How 9 AI Rooms Coordinate Overnight: A Morning Debrief

🌙What the System Built While You Slept

Monday morning. The coffee is brewing. The laptop opens.

The morning review is already waiting.

490 agents spawned. 204 spec items done. 39 remaining. Zero dollars spent on cloud API calls. The cortex loop ran all night, coordinating 9 cognitive rooms, each with its own personality, its own focus, its own schedule. No human was watching.

This is not a demo. This is what actually happened between February 16 and February 17, 2026 — committed to git, logged in real data, written by a local Ollama model running on a laptop.

The question people ask: how does a system with 9 rooms coordinate without a central conductor? How does the builder know what the operator is doing? How does the voice room know when the vault has signed off on a cost?

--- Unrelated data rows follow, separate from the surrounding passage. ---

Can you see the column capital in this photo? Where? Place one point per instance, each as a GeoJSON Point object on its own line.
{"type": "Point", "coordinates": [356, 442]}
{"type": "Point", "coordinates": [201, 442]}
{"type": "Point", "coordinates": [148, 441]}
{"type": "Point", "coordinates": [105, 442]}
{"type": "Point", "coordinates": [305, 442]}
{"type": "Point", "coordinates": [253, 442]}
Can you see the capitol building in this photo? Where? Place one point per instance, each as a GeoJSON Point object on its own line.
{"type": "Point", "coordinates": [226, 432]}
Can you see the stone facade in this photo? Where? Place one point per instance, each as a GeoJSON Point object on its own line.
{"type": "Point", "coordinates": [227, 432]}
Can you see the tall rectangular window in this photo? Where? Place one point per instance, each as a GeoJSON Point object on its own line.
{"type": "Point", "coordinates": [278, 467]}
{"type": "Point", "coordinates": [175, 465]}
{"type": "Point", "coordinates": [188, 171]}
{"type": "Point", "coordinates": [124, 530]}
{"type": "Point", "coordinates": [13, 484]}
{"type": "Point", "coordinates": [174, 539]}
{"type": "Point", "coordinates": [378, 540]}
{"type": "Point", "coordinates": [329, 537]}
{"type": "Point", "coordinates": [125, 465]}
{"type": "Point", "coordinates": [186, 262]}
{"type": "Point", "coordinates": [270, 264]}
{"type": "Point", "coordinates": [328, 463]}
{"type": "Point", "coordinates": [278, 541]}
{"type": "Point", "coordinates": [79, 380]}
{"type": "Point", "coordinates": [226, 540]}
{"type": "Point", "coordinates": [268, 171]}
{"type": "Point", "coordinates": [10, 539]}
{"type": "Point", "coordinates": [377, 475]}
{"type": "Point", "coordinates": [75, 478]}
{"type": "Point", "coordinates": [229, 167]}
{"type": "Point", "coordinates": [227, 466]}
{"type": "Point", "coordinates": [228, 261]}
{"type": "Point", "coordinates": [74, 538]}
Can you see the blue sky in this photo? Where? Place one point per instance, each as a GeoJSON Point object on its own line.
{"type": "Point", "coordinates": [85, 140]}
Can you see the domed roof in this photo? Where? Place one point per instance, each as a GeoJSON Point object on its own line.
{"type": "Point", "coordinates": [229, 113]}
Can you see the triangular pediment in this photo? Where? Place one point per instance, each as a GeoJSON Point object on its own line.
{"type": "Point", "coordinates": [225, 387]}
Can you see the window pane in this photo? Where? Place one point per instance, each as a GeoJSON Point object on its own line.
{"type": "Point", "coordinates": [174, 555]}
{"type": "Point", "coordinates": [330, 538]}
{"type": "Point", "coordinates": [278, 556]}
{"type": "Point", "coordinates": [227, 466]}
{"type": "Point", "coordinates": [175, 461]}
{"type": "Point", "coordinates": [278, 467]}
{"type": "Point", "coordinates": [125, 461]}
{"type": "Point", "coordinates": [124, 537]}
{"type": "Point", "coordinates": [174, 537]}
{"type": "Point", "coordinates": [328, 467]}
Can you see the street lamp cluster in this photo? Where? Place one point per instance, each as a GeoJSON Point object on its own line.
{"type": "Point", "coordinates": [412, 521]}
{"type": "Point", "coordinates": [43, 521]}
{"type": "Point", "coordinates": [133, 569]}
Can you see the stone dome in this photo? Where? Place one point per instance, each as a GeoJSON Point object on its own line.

The answer is simpler than you expect — and stranger. The rooms talk through HTML files.

The architecture insight: room HTML files are both documentation and runtime state. A cron writes live data into them every heartbeat. Ollama reads personality from them at init. The schedule decides which rooms activate. No database. No message queue. Just files.

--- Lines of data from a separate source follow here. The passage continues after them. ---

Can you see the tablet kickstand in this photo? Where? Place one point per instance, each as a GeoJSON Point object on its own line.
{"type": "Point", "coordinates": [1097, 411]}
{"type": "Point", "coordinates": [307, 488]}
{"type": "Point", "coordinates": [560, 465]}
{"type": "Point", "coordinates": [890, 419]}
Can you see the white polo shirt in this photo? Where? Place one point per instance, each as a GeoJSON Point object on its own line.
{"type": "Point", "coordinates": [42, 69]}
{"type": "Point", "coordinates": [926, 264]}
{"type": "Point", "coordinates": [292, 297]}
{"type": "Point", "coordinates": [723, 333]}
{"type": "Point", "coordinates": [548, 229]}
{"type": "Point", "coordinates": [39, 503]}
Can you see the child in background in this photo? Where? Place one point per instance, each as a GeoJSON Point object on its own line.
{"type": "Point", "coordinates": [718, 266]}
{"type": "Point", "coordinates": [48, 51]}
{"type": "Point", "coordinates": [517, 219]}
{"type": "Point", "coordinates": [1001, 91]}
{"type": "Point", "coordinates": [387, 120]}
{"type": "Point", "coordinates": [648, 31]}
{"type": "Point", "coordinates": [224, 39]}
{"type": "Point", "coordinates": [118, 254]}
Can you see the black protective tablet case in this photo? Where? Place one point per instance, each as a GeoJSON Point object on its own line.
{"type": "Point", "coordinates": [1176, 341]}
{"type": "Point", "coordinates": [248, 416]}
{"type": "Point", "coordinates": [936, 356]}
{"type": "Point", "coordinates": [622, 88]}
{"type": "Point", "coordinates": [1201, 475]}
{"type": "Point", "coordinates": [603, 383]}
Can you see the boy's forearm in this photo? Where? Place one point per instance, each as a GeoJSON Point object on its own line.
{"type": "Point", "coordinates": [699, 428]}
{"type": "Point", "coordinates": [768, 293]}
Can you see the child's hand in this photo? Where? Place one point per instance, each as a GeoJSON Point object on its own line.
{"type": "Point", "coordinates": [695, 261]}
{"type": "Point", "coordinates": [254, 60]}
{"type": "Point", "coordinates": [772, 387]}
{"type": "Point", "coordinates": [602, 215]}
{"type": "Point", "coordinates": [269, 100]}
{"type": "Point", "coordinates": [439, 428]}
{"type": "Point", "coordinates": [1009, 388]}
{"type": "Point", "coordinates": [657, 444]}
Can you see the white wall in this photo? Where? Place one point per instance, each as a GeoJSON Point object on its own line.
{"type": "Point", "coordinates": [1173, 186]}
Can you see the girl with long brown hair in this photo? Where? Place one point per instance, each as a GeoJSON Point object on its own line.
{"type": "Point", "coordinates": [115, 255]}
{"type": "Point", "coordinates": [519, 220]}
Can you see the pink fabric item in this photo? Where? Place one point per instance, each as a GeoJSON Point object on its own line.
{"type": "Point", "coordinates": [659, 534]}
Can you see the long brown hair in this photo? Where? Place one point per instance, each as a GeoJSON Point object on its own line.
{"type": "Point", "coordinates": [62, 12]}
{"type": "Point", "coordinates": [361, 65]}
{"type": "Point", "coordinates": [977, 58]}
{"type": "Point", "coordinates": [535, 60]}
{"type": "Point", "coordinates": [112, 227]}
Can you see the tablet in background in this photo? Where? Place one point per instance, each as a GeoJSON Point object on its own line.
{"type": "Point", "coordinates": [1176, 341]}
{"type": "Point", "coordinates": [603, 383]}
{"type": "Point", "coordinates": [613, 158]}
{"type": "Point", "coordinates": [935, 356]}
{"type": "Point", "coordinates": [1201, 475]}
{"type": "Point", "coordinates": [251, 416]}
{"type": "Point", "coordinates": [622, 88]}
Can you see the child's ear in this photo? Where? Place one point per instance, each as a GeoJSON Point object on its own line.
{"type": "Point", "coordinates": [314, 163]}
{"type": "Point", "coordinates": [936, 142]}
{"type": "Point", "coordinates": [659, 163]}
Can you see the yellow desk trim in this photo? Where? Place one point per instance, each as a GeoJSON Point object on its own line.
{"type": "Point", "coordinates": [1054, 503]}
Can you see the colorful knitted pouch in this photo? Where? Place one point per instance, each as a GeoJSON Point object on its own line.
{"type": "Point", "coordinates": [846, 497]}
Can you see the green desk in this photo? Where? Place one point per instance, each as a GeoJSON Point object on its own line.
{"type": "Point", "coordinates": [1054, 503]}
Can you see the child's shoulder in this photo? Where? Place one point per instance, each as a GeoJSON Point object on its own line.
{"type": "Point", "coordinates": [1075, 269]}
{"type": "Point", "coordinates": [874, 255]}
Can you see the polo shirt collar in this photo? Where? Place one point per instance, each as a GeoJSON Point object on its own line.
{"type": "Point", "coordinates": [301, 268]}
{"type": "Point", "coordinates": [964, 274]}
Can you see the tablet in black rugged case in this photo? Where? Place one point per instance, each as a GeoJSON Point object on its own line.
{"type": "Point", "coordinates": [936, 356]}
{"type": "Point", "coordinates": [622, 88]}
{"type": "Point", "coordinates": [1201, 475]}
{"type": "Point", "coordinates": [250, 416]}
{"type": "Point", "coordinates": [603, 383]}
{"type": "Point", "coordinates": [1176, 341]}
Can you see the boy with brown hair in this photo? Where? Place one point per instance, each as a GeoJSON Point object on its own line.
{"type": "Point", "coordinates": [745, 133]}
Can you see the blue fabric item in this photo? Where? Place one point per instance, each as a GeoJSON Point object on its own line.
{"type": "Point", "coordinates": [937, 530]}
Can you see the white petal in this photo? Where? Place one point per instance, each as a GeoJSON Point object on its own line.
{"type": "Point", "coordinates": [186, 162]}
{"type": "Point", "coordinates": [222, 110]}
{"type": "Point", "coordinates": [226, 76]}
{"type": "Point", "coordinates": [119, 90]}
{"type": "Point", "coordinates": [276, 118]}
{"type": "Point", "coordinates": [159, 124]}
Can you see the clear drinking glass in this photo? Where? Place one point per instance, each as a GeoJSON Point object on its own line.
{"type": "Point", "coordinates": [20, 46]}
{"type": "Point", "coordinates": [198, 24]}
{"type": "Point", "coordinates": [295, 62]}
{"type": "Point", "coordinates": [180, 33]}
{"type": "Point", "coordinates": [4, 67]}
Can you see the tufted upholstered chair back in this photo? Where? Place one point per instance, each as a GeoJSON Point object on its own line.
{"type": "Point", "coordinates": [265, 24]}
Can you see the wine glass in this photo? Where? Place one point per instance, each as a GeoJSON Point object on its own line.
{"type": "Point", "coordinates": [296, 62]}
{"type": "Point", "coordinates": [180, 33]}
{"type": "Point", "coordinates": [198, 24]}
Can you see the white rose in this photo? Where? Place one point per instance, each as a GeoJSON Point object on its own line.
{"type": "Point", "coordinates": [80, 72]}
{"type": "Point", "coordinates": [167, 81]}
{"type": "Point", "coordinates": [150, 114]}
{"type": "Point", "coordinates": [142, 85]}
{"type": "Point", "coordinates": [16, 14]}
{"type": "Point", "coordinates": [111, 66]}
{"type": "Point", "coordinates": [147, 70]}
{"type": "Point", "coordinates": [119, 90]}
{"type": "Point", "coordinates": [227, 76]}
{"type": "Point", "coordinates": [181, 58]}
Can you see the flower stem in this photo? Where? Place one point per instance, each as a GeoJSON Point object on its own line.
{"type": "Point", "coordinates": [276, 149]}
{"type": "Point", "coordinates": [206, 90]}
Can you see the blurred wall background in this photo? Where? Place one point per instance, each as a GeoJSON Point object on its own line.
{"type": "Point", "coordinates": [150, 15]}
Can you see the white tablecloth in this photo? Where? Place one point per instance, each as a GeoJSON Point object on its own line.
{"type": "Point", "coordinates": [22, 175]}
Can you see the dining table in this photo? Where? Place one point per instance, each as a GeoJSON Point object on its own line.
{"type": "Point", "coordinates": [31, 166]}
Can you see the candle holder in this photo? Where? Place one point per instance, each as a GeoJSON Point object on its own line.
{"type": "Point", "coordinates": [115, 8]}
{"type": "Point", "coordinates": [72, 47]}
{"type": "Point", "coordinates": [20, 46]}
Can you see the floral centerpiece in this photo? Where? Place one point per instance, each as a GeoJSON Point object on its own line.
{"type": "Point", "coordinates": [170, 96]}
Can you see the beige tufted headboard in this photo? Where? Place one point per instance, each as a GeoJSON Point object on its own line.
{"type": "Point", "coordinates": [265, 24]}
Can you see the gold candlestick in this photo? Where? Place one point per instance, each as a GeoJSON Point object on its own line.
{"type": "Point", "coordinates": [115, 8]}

The overnight session shipped four major pieces of architecture, produced 8 commits across two repositories, and left a morning review with a full priority queue — all without a human directing any of it. Section B walks through exactly how the rooms are structured and why that structure makes overnight autonomy possible.

🌙 A → B 🏛️

🏛️Nine Rooms, Nine Personalities, One Schedule

The system has 9 rooms. Each is a cognitive role, not a technical service.

The builder ships code. Overnight it merged room-state writer logic and deployed the thematic scheduler. Its focus is implementation velocity — it does not opine, it executes.

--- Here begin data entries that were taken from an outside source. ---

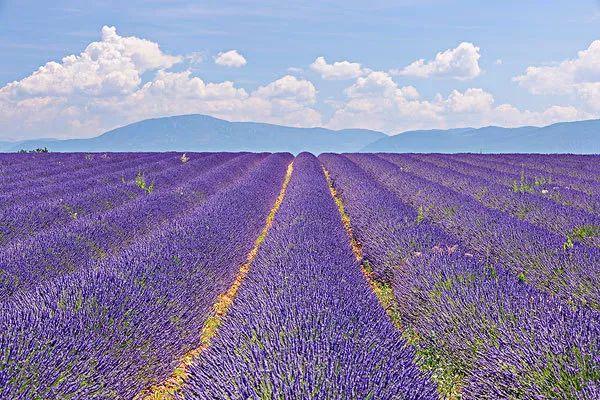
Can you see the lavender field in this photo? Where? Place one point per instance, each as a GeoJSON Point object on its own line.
{"type": "Point", "coordinates": [268, 276]}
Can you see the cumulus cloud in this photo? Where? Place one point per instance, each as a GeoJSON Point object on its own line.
{"type": "Point", "coordinates": [230, 58]}
{"type": "Point", "coordinates": [102, 88]}
{"type": "Point", "coordinates": [339, 70]}
{"type": "Point", "coordinates": [460, 63]}
{"type": "Point", "coordinates": [376, 101]}
{"type": "Point", "coordinates": [579, 76]}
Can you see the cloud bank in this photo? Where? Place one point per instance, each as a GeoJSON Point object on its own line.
{"type": "Point", "coordinates": [230, 58]}
{"type": "Point", "coordinates": [460, 63]}
{"type": "Point", "coordinates": [119, 80]}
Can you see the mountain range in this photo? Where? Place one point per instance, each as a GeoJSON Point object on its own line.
{"type": "Point", "coordinates": [204, 133]}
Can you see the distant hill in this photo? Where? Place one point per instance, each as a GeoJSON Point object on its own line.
{"type": "Point", "coordinates": [204, 133]}
{"type": "Point", "coordinates": [565, 137]}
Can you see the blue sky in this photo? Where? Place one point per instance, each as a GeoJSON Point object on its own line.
{"type": "Point", "coordinates": [154, 58]}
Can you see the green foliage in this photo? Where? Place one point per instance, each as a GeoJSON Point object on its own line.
{"type": "Point", "coordinates": [38, 150]}
{"type": "Point", "coordinates": [524, 185]}
{"type": "Point", "coordinates": [579, 234]}
{"type": "Point", "coordinates": [140, 181]}
{"type": "Point", "coordinates": [420, 215]}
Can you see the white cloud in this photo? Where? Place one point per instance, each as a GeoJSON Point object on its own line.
{"type": "Point", "coordinates": [230, 58]}
{"type": "Point", "coordinates": [339, 70]}
{"type": "Point", "coordinates": [579, 76]}
{"type": "Point", "coordinates": [470, 101]}
{"type": "Point", "coordinates": [377, 102]}
{"type": "Point", "coordinates": [102, 88]}
{"type": "Point", "coordinates": [460, 63]}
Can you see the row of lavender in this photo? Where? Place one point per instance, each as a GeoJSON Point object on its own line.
{"type": "Point", "coordinates": [82, 326]}
{"type": "Point", "coordinates": [103, 304]}
{"type": "Point", "coordinates": [481, 330]}
{"type": "Point", "coordinates": [534, 254]}
{"type": "Point", "coordinates": [306, 324]}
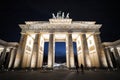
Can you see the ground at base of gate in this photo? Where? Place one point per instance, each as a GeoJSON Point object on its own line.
{"type": "Point", "coordinates": [60, 75]}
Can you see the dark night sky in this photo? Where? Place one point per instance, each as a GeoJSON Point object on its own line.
{"type": "Point", "coordinates": [14, 12]}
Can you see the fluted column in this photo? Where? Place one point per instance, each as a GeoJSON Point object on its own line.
{"type": "Point", "coordinates": [12, 58]}
{"type": "Point", "coordinates": [100, 51]}
{"type": "Point", "coordinates": [2, 58]}
{"type": "Point", "coordinates": [85, 50]}
{"type": "Point", "coordinates": [35, 52]}
{"type": "Point", "coordinates": [20, 50]}
{"type": "Point", "coordinates": [51, 50]}
{"type": "Point", "coordinates": [108, 58]}
{"type": "Point", "coordinates": [69, 51]}
{"type": "Point", "coordinates": [117, 57]}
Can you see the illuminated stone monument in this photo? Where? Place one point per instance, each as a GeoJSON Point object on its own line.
{"type": "Point", "coordinates": [60, 28]}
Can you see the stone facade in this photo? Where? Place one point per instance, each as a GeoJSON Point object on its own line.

The architect designs systems. It was idle overnight (weekends are for rest, even for AI architects), but its Monday focus is weekly planning and swarm topology. It wakes up when strategic decisions are needed.

The operator runs the heartbeat. It was active through the weekend on a low-power rest cycle, maintaining connectivity without burning resources. Monday morning it scans the CRM for outreach.

The vault holds sovereignty. It monitors cost, checks patents, and signs off on expenditures. It ran a cost check overnight and confirmed zero API spend — Ollama handled all inference locally.

The voice generates content. It was idle overnight but has a Monday assignment: draft the blog post outline and tweet thread from what the other rooms shipped. This post exists because the voice room had that item on its queue.

The laboratory tests. It was idle — there was nothing staged for testing until the builder shipped. Its Monday focus is running the thematic scheduler for a full 15-minute cycle.

The performer prepares demos. It will update the demo script with the overnight progress before the week's first calls.

The navigator clears blocked tasks. It handles triage — when a handoff stalls, the navigator identifies the blockage and reroutes.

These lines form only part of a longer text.